David Brooks's Elitist Populism:
This morning was it. It was the breaking point for the Rude Pundit, a kind of "That's All I Can Stands, I Can't Stands No More" moment. David Brooks, New York Times conservative columnist, must stop pretending that he speaks for anyone more than the elitist conservative theory class that pontificates as if it understands what the average person needs or wants. Or he must be whipped in the streets like a craven cur that begs and whines endlessly for your food, your hand, your approval.
Few things in this world are more vomit-inducing than listening to elitists feign faux populism, whether it's your William Kristols, your Bob Novaks, and on and on, faking it like the screaming orgasm of an old porn star whose pussy is so desensitized she wouldn't know sexual pleasure if it fucked her backwards and forwards. The Rude Pundit'd like to drag the whole group of 'em to a seedy bar in the Bywater area of New Orleans and let 'em talk to the crazed, half-drunk, depressed, economically-fucked denizens there and ask 'em what they give a shit about. And then the Rude Pundit would laugh like a hyena as Kristol, Novak, and Brooks try to talk themselves out of a pool cue reaming.
In today's column, Brooks places blame for the dissolution of national discourse, for the polarization of left and right, for the uproar about judicial activism squarely where it belongs: in the wombs of poor women. There's so many astonishing leaps of logic and ignorance of history in this single column that entire dissertations could be written about all that's absent from Brooks's "analysis" of the state of American politics.
See if you can follow the bouncing ball of breathtaking bullshit: Roe v. Wade is made law, the decision written by Harry Blackmun "took the abortion issue out of the legislatures and put it into the courts." This is because now abortion is legalized around the nation, rather than decided on a state-by-state basis. "If it had remained in the legislatures, we would have seen a series of state-by-state compromises reflecting the views of the centrist majority that's always existed on this issue. These legislative compromises wouldn't have pleased everyone, but would have been regarded as legitimate," spouts Brooks.

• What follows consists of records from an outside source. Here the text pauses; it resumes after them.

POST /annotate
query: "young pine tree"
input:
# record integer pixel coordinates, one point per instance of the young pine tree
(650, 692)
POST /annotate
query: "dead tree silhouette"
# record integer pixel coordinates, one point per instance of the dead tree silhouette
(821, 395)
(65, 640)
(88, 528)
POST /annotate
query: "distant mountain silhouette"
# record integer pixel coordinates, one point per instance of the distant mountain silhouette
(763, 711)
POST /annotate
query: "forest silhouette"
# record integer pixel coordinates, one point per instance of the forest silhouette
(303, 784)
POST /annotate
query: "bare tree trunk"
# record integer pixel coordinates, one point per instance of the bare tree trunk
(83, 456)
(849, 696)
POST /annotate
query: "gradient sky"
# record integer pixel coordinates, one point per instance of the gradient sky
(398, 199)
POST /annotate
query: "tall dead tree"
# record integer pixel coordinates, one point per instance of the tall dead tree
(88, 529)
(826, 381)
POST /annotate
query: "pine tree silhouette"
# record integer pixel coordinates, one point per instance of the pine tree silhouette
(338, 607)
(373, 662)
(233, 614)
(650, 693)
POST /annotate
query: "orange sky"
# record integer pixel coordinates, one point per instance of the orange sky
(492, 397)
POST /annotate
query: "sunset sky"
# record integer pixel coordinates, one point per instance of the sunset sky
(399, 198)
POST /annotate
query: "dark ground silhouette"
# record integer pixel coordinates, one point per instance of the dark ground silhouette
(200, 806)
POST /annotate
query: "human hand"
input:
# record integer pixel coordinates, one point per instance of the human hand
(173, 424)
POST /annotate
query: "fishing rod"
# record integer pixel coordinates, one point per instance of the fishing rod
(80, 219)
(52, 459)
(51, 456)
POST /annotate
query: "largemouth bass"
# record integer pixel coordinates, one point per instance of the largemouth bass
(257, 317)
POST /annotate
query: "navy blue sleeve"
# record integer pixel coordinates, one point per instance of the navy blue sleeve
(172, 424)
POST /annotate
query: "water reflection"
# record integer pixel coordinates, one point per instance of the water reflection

Now here's where it all gets maniacal: religious conservatives are alientated from government by liberal "elitists," liberals see the courts as the place to battle for rights, and the battle for judicial nominees rides the waves of the polarized ocean of rhetoric, leading to greater and greater breakdowns in civility in the process of confirming judges, a breakdown that bleeds into other areas of political discourse, which leads, finally, to the threat of the elimination of the filibuster, laws passed that say Ted Kennedy must dance pantsless on The O'Reilly Factor, and the building of idols to the regent-like power of the presidency, as long, of course, as it's a Republican president. "Unless Roe vs. Wade is overturned," Brooks says, "politics will never get better."
What horseshit. What a complete misunderstanding of history, of the workings of the American government, what a fuckin' blame-the-victim mentality. Let's toss this around for a moment or two. Why blame the Supreme Court? Why not blame the Texas legislature, which had outlawed abortion, thus forcing Norma McCorvey to go to court in order to overturn the law? Why not blame Richard Nixon, for appointing Harry Blackmun and Lewis Powell to the Supreme Court? Or Ike for appointing Potter Stewart and William Brennan? Or how about blaming the sperm that nuzzled with the egg in McCorvey's womb? The penis from which the sperm spewed? Do you see the absurdity of attempting to isolate Roe v. Wade?
Or how about this: the real polarization of American politics in regards to abortion came with the craven efforts of Ronald Reagan to reach out to fundamentalist Christians so he could get elected President. Reagan had legalized abortion in California, a decision he would later say he "agonized over" and "regretted." But the fact remains that Reagan became an anti-abortion amendment advocate when he needed the votes, thus continuing the pattern of pandering to the religious right that empowered so many of the so-called leaders of that movement. And perfected by Lee Atwater and buffed to a fine polish by Karl Rove.
So Brooks would rather a nation where abortion is legal in, say, Illinois and illegal in Arizona? He'd like to go back to bloody alleys and that type of shit? He'd rather a nation where the tyranny of the majority, in the states and in the nation, can enforce its will on individual bodies and voices. What a stooge. What an apologist. What a depressing waste of editorial space.
David Brooks has pretenses of populism, of insight, but he is merely another example of the Northern conservative elite believing that they understand the "common" person when, really, all they're doing is piping the way to the caves that will close up on all of us.